Working at TRACTIAN allows you to push your limits, challenge the status quo and collaborate with some of the brightest minds in the industry. Our team members have the autonomy needed to accomplish challenging goals. We are a growth-stage startup and you will work directly with the founders, helping to define the vision, product and user experience. **
Engineering at TRACTIAN**
The Engineering team develops infrastructure, statistical models, and products using IoT data. Our Scientists and Engineers work together to make data—and insights derived from data—a core asset across the company. Our work is ingrained in Tractian’s decision-making process, in the efficiency of our operations and insights, and in the industry-leading experience we provide our consumers. **
What You'll Do**
As a Site Reliability Engineer (SRE), you will play a crucial role in bridging the gaps between complex business problems and solutions in the cloud. Additionally, you will be responsible for monitoring and alerts using tools such as Datadog, Sentry, and Opsgenie. You will design, build, and maintain efficient, reusable, and reliable systems that support high availability and disaster recovery. Your expertise will drive the development of automation and orchestration solutions, ensuring smooth CI/CD pipelines and scalable, secure infrastructure. Moreover, you will configure and manage proactive alerts, ensuring early detection of potential issues and appropriate corrective actions. **
Responsibilities**
Designing and implementing robust monitoring solutions using tools like Datadog, Sentry, and Opsgenie to ensure the availability, performance, and reliability of our systems.

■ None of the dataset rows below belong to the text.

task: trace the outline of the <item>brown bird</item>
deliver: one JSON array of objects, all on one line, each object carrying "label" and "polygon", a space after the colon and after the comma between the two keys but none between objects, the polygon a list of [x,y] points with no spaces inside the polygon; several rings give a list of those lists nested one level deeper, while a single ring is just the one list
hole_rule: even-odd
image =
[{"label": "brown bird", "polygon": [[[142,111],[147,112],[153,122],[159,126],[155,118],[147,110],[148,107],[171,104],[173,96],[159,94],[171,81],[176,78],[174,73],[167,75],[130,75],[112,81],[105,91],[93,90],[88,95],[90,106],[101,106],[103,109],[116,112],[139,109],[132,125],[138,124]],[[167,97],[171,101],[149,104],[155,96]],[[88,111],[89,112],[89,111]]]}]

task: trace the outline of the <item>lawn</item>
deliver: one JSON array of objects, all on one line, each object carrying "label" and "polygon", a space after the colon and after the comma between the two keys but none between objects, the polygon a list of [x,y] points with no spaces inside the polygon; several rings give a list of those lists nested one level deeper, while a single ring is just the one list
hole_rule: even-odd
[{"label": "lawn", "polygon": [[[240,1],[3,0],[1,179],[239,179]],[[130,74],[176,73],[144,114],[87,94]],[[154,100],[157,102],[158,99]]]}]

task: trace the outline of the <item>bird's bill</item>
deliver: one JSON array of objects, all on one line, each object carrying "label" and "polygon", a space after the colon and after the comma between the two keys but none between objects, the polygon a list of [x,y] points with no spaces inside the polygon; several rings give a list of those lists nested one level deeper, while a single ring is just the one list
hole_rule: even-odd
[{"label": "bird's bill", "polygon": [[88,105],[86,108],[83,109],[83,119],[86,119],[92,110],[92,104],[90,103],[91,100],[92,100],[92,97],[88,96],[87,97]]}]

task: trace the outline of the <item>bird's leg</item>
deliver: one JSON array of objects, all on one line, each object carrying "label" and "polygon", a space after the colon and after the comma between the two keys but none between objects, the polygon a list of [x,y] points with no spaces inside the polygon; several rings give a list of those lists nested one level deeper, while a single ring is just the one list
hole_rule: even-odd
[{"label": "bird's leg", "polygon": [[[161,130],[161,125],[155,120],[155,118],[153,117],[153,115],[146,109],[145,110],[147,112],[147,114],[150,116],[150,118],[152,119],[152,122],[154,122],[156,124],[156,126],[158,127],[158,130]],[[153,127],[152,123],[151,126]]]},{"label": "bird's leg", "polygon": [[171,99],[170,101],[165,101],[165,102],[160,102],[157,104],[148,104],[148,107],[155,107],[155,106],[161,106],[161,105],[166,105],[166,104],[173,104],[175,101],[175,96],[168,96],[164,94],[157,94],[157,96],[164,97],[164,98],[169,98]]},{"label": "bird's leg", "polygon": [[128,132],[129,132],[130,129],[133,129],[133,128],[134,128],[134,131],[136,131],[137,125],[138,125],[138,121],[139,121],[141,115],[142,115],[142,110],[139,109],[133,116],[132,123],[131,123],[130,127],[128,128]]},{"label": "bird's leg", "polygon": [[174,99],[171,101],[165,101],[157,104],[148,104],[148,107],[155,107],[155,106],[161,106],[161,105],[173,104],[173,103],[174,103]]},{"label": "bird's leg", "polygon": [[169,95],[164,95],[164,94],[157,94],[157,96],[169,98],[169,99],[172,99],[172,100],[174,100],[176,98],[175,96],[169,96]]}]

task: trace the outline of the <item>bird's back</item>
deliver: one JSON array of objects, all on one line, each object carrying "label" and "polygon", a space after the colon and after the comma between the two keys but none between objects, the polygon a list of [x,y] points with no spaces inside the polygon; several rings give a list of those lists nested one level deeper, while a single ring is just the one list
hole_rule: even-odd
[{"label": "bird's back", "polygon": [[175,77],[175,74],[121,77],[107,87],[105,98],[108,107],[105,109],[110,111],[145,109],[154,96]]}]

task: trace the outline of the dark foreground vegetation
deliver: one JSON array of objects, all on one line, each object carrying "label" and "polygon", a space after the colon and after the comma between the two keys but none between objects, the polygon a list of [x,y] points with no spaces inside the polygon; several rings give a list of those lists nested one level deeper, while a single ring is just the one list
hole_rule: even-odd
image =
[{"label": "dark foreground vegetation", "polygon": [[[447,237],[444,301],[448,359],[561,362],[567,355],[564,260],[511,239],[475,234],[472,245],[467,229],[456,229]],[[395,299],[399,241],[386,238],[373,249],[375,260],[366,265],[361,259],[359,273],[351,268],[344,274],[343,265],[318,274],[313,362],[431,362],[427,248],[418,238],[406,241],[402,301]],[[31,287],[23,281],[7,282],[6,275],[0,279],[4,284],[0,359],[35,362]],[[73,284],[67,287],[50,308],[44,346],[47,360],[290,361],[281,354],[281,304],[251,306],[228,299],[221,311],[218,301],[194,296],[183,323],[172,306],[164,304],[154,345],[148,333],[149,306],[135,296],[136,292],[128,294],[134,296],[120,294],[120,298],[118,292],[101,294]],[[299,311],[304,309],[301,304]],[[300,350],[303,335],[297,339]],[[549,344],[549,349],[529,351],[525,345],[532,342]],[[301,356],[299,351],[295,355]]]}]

Developing and maintaining monitoring dashboards and alerting mechanisms to proactively identify and address issues before they impact users.
Collaborating with cross-functional teams to understand system requirements and implement monitoring solutions that align with business objectives.
Analyzing system performance data to identify trends, optimize resources, and improve overall system efficiency.
Configuring and managing alerting policies and escalation procedures to ensure timely response to incidents.
Conducting root cause analysis of critical incidents and implementing preventive measures to mitigate future occurrences. **
Requirements**
Bachelor’s degree in Computer Science, Engineering, or related field.
5+ years of experience in monitoring, operations, or related field.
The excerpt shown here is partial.